Aucunement. Même s’ils ne mobilisent pas la violence avec la même intensité, tous ces extrémistes identitaires et identitaristes, autrement dit, les militants d’extrême droite de “Fdesouche” et de “Génération identitaire”, les activistes racialistes du Parti des Indigènes de la République (PIR) et leurs alliés décoloniaux ainsi que les salafo-djihadistes bien décrits récemment par Hugo Micheron (Le djihadisme français. Quartiers, Syrie, prisons, Paris, éd. Gallimard, 2020, p. 43) voient le monde en “noir et blanc” et l’avenir de l’humanité comme un “choc des civilisations” et une “guerre de races”. Ces mixophobes ethno-différencialistes partagent la théorie du “grand remplacement” en Occident popularisée par l’écrivain d’extrême droite Renaud Camus affirmant qu’il existe un projet politique de remplacement d’une civilisation par une autre organisé délibérément par les élites politiques, intellectuelles et médiatiques.

Les Français “de souche” seraient ainsi peu à peu évincés démographiquement par des peuples non-européens, en particulier issus des pays du Maghreb et de l’Afrique subsaharienne. Dans cette perspective, les identitaires nationalistes et “écofascistes” mixophobes sont anti-cosmopolites et prônent la “remigration” tandis que les identitaristes indigénistes décoloniaux et les islamistes revendiquent une hétérophobie communautaire et politico-religieuse. L’un des points communs des acteurs de ces processus de radicalisations identitaires est qu’ils s’attachent à développer une “politique des catastrophes”.

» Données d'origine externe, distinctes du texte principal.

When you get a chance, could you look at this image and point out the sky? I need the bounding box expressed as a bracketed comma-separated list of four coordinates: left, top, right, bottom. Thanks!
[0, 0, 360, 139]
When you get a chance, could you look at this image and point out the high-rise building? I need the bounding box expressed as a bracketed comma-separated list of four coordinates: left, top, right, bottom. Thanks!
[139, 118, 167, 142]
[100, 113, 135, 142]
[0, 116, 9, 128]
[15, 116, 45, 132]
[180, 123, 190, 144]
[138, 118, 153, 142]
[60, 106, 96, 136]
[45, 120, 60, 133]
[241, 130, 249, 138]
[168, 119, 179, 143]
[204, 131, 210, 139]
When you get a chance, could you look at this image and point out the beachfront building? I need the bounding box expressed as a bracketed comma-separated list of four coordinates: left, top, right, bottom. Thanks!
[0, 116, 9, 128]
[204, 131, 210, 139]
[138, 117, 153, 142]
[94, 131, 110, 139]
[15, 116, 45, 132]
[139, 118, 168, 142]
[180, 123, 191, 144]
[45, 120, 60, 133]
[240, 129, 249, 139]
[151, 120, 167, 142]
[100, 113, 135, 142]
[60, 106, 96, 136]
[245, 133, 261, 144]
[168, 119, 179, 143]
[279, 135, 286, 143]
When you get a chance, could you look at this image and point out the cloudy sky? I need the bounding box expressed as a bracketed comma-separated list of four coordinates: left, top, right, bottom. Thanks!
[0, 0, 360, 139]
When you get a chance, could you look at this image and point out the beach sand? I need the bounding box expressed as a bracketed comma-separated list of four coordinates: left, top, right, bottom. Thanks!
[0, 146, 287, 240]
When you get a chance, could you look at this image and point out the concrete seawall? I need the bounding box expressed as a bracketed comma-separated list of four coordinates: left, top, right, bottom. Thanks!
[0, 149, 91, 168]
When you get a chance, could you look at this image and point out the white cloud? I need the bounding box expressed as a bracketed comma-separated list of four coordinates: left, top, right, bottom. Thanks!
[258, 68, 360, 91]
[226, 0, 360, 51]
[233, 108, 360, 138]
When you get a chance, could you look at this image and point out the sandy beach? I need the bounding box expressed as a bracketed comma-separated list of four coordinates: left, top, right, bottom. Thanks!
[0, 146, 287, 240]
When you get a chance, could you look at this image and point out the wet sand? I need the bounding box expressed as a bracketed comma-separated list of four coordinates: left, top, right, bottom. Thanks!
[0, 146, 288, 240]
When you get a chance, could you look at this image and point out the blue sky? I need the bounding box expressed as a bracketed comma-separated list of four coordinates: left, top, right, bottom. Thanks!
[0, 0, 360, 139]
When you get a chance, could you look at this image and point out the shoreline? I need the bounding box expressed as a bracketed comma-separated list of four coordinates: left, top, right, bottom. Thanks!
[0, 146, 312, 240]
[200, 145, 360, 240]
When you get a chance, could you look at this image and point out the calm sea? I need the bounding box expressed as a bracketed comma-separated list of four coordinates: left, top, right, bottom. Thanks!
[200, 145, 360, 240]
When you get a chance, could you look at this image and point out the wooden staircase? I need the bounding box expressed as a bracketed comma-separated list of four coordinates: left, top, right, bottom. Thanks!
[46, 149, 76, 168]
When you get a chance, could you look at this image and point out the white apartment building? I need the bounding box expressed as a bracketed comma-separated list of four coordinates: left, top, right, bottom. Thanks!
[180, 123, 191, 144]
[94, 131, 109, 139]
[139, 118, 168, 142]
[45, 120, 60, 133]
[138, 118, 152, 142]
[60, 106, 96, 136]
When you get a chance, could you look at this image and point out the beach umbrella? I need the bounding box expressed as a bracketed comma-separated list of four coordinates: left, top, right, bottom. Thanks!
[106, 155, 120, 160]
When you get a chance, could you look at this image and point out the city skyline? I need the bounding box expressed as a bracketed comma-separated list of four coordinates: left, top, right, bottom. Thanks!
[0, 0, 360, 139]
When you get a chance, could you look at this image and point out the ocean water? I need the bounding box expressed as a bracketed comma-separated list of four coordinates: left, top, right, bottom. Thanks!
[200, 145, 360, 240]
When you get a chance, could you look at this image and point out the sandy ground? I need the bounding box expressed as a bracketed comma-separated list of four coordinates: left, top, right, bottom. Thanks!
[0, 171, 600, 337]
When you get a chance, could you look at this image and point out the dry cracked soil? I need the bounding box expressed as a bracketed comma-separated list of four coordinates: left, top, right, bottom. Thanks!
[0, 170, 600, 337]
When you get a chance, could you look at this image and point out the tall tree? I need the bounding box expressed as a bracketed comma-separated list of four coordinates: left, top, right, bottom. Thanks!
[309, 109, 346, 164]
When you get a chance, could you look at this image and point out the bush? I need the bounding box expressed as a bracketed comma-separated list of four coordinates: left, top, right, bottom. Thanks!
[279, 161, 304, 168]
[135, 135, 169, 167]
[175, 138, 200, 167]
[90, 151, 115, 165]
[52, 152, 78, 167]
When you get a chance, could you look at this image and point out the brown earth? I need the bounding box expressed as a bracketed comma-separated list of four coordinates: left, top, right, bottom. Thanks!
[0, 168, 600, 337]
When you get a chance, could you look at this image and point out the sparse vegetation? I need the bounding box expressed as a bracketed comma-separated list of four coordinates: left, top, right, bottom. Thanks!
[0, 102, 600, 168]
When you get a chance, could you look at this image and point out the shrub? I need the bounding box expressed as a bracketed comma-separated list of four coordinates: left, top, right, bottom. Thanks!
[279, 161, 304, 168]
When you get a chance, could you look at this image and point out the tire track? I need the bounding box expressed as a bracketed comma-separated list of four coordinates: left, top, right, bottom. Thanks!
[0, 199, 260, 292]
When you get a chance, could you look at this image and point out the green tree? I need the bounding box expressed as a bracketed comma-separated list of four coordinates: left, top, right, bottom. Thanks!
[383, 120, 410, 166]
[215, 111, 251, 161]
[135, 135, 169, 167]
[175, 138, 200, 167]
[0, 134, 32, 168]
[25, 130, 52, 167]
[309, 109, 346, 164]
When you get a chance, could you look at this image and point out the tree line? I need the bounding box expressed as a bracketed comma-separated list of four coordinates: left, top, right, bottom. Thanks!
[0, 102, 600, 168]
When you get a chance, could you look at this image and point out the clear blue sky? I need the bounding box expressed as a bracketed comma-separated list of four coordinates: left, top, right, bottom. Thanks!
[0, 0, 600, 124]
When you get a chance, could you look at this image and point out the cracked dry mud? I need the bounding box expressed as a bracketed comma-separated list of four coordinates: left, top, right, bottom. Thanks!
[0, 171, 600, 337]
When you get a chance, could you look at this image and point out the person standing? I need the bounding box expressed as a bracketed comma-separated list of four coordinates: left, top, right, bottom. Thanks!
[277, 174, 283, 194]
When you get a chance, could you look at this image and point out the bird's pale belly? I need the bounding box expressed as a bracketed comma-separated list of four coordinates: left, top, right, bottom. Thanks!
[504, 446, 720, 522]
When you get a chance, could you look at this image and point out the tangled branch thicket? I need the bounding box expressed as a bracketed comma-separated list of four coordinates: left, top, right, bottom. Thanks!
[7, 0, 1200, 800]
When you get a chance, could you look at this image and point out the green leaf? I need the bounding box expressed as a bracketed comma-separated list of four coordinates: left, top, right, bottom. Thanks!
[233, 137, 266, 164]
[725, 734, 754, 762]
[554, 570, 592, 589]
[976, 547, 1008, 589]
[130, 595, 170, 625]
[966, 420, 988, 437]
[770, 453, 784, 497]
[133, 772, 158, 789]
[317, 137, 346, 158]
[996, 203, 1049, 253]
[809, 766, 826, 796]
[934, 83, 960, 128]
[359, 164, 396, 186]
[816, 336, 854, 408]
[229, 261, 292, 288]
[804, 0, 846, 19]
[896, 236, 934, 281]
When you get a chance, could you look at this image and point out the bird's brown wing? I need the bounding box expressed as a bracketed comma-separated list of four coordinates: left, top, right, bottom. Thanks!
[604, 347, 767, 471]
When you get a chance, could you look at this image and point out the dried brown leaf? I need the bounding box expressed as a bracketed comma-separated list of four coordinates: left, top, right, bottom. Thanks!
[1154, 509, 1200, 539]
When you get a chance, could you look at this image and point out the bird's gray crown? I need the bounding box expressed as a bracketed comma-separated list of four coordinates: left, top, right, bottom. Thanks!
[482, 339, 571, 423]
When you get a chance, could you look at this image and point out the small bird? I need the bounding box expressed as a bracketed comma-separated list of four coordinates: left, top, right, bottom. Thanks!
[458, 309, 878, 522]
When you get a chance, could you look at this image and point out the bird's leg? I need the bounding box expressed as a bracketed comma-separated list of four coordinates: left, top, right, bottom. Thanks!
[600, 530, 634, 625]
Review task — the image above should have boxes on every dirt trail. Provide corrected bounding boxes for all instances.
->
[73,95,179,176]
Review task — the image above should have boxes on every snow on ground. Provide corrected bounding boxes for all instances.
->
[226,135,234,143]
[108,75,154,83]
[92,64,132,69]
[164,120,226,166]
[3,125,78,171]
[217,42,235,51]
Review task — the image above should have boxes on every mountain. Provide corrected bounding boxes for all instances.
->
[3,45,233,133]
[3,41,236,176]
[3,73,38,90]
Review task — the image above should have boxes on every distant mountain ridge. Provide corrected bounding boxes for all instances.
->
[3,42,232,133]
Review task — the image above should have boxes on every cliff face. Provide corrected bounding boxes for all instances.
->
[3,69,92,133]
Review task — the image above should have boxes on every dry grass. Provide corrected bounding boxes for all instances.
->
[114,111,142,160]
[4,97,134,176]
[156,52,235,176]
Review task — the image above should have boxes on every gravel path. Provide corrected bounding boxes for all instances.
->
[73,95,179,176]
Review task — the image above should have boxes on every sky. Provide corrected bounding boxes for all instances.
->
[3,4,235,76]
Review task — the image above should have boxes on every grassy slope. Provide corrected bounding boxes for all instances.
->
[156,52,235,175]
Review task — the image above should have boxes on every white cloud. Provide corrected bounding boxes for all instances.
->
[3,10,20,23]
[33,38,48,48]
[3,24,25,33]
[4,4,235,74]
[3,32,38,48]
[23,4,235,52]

En effet, comme le signale Theodor Adorno (1903-1969) à propos du Nouvel extrémisme (Paris, éd. Climats/Flammarion, 2019), dans un contexte où “les conditions sociales et économiques du fascisme continuent d’exister (concentration du capital)“, ces activistes alimentent le sentiment de catastrophe sociale et “se nourrissent de fantasmes de fin du monde”. Ils insistent sur ce qui divise (la religion, le sexe, la “race”, etc.) plutôt que sur ce qui rassemble, c’est-à-dire une commune humanité au-delà du genre, de la classe, de la culture, de la couleur de peau, etc. Ces promoteurs de division et de séparation sont des “croisés de la morale” selon l’expression d’Howard Becker (Outsiders. Études de sociologie de la déviance, Paris, éd. Métailié, 1985) et des producteurs d’identités fermées cherchant à contrôler les corps et les esprits pour faire des “individus” des “représentants” communautaires, chargés de défendre, notamment par la violence, leur communauté d’appartenance et de référence.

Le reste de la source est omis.